Accelerating MoE on the Edge
via Importance-Aware Expert Scheduling
On memory-constrained edge GPUs, we adopt an importance-aware policy to prioritize critical experts and substitute low-importance activated experts with functionally similar experts already cached in GPU memory, reducing PCIe transfers and CPU computation to significantly improve decoding latency (TPOT).
Motivation
Why edge MoE is hard: PCIe transfer dominates the latency.
The "Memory Wall" Bottleneck
On edge devices (e.g., NVIDIA A6000), fetching experts from CPU memory via PCIe is orders of magnitude slower than computing them on GPU. As shown in the figure, the PCIe transfer time (orange) often exceeds the actual GPU computation time (blue) by a large margin. To achieve real-time inference (low TPOT), optimizing compute is not enough—we must minimize these expensive transfers.
Method
SMoE: Importance-Aware Scheduling with Substitution.
Expert-Cache Router
Distinguish critical vs. non-critical experts based on gating scores. Prioritize VRAM for critical ones.
Similarity-based Substitution
If a non-critical expert is missing, don't fetch it. Substitute it with a functionally similar cached expert.
CPU–GPU Pipeline
Overlap the computation of cached experts with the prefetching of missing critical experts.
Key Findings
How far can we reduce latency without hurting accuracy?
01. Does substitution significantly reduce decoding latency?
Yes, by nearly half. By substituting non-critical experts instead of loading them, SMoE avoids a massive amount of PCIe traffic. Compared to state-of-the-art offloading baselines, our method achieves up to a 48% reduction in TPOT (Time Per Output Token).
02. Why does the speedup happen?
Because PCIe overhead is cut drastically. As shown below, TPOT is strongly correlated with PCIe time. By maintaining a high cache hit rate (>60%) through substitution, we ensure that most activated experts are already on the GPU.
PCIe time directly translates to TPOT
In edge settings, expert offloading is dominated by PCIe transfer. This plot shows a strong correlation between PCIe time and TPOT, explaining why reducing transfers yields immediate decoding speedups.
High cache hit rate keeps execution on GPU
SMoE maximizes the reuse ratio of GPU-cached experts. With substitution, many low-importance activations become “soft hits”, so the GPU can execute most experts without waiting for CPU→GPU transfers.

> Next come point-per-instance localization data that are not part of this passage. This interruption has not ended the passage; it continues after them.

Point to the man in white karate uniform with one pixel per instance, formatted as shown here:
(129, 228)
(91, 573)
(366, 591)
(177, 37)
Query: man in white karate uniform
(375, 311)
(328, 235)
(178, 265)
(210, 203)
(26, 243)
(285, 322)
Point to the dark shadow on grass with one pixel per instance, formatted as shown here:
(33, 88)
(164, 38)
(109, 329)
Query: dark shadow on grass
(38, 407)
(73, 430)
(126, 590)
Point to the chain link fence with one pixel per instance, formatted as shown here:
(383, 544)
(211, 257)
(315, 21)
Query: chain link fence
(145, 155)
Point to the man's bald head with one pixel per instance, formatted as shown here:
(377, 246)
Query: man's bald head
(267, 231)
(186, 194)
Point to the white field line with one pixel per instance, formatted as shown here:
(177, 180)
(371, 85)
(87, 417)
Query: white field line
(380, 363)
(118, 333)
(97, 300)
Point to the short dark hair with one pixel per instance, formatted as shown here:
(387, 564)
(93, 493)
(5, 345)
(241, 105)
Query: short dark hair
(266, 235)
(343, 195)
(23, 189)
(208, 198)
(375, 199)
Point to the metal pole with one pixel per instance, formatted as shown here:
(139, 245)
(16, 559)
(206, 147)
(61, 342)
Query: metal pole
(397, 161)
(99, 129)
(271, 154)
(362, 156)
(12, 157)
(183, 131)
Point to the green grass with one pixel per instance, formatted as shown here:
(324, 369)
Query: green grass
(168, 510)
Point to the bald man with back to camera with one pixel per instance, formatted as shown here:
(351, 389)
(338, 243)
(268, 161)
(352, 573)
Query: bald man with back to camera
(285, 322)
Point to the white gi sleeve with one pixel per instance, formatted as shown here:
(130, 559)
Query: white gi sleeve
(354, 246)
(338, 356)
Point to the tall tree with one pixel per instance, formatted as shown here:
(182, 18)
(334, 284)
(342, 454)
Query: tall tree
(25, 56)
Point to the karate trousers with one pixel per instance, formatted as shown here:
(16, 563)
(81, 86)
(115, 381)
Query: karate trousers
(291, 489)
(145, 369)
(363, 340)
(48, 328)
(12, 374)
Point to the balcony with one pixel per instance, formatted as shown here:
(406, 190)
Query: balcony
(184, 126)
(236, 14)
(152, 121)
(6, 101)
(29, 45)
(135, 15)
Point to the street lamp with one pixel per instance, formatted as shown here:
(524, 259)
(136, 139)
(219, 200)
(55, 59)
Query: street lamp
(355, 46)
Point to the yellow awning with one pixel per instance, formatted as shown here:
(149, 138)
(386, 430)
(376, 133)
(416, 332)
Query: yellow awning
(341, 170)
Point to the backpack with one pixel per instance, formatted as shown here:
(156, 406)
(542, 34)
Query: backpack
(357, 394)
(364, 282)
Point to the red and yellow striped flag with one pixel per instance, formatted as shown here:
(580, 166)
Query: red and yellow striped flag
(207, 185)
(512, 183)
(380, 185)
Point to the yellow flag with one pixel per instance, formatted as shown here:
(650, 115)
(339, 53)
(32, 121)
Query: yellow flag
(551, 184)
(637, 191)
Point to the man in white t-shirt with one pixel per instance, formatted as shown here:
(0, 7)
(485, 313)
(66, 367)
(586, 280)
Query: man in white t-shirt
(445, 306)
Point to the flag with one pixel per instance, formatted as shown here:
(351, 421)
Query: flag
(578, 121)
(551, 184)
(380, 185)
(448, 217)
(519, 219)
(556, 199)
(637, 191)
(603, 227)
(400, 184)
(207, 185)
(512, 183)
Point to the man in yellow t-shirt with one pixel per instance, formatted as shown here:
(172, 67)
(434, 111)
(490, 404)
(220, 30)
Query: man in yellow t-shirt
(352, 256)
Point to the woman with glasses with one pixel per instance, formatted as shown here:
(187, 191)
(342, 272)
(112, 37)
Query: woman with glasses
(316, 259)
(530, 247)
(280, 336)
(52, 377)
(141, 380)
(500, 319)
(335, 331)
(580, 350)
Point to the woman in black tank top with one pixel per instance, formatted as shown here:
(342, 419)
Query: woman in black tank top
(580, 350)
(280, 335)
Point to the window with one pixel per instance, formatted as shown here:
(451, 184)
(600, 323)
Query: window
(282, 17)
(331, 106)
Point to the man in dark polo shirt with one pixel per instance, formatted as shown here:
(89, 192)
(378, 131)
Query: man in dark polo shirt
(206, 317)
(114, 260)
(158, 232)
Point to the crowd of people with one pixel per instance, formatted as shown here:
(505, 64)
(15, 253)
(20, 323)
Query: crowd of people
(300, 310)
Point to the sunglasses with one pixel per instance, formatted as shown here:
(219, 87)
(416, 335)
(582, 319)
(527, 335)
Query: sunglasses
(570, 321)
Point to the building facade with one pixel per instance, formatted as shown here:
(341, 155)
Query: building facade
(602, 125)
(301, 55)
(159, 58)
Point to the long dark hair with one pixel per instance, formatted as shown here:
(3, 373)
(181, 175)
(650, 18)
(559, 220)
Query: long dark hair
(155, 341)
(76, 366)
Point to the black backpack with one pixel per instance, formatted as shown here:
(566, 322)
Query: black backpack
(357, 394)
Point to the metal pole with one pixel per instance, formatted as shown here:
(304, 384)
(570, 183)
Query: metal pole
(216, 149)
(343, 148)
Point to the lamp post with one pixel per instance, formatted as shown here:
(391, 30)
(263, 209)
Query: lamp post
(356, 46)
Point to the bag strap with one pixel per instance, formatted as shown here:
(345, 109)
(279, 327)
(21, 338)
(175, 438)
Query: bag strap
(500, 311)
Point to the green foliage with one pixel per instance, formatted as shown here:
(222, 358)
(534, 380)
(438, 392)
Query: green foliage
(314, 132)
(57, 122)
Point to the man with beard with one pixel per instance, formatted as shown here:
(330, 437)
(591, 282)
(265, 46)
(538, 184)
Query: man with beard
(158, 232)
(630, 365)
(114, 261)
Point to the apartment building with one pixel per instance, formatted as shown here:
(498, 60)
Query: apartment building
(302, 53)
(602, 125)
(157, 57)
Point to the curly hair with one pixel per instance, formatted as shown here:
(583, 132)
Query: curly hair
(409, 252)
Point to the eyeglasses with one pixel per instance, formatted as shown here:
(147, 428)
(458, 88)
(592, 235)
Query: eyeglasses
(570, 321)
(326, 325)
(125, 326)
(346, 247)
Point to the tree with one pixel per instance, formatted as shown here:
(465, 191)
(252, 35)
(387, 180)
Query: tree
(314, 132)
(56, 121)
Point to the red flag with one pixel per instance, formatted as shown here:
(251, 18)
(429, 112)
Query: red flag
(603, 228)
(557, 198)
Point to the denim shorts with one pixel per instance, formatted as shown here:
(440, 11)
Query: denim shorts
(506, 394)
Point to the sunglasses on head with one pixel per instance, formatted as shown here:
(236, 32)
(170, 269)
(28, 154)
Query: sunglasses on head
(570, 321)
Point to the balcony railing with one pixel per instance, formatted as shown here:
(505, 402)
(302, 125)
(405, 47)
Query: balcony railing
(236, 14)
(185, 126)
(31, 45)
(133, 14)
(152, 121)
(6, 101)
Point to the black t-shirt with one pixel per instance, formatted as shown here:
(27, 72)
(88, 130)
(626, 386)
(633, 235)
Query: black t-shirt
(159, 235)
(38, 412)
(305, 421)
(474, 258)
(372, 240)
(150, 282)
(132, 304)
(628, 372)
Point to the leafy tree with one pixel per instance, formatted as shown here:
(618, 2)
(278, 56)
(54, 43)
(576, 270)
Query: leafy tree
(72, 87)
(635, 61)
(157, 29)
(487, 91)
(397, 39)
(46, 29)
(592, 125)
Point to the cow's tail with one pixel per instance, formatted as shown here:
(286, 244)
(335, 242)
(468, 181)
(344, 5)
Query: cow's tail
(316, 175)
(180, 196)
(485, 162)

Substitution reduces the number of experts that must be loaded
The key is selectivity: only a few activated experts are truly critical (high-score). Low-score activated experts can be substituted by functionally similar experts already in VRAM, so fewer experts need fetching and prefetching becomes lighter.
03. Which component contributes the most?
Substitution is the key driver. The ablation study below shows that while the pipeline and prefetching help, the substitution mechanism (orange bar segments) provides the most significant reduction in latency.
04. Is CPU compute a viable fallback at low batch?
Usually not. In low-batch edge serving, CPU compute can be significantly slower than GPU execution, and the system often becomes dominated by memory movement and CPU-side compute stalls. This motivates keeping as much execution on GPU as possible.
GPU vs. CPU under low-batch serving
This comparison highlights the gap between GPU (A6000) and CPU (8-core) at low batch. SMoE’s goal is to avoid CPU-side expert execution whenever possible by increasing GPU-resident “hits” (hard hits + soft hits).
05. Does SMoE help beyond decoding (prefill)?
Yes. While TPOT is the core metric for interactive decoding, prefill time also matters for end-to-end latency. We observe consistent prefill-time improvements under the same memory and offloading constraints.
Prefill time reduction
Prefill is typically more parallel than decoding, but it still suffers from expert movement and cache misses when VRAM is constrained. SMoE reduces the loading pressure so prefill can finish faster on average.
06. Does prefetching compromise accuracy?
It can be controlled. We evaluate the quality impact of prefetching policies. Combined with importance-aware selection and substitution, the system is designed to keep quality near-lossless while accelerating inference.
Quality under prefetching
Prefetching reduces stalls but risks loading the “wrong” experts when routing changes. Measuring accuracy under prefetching helps validate that the scheduling policy stays aligned with the model’s true expert usage.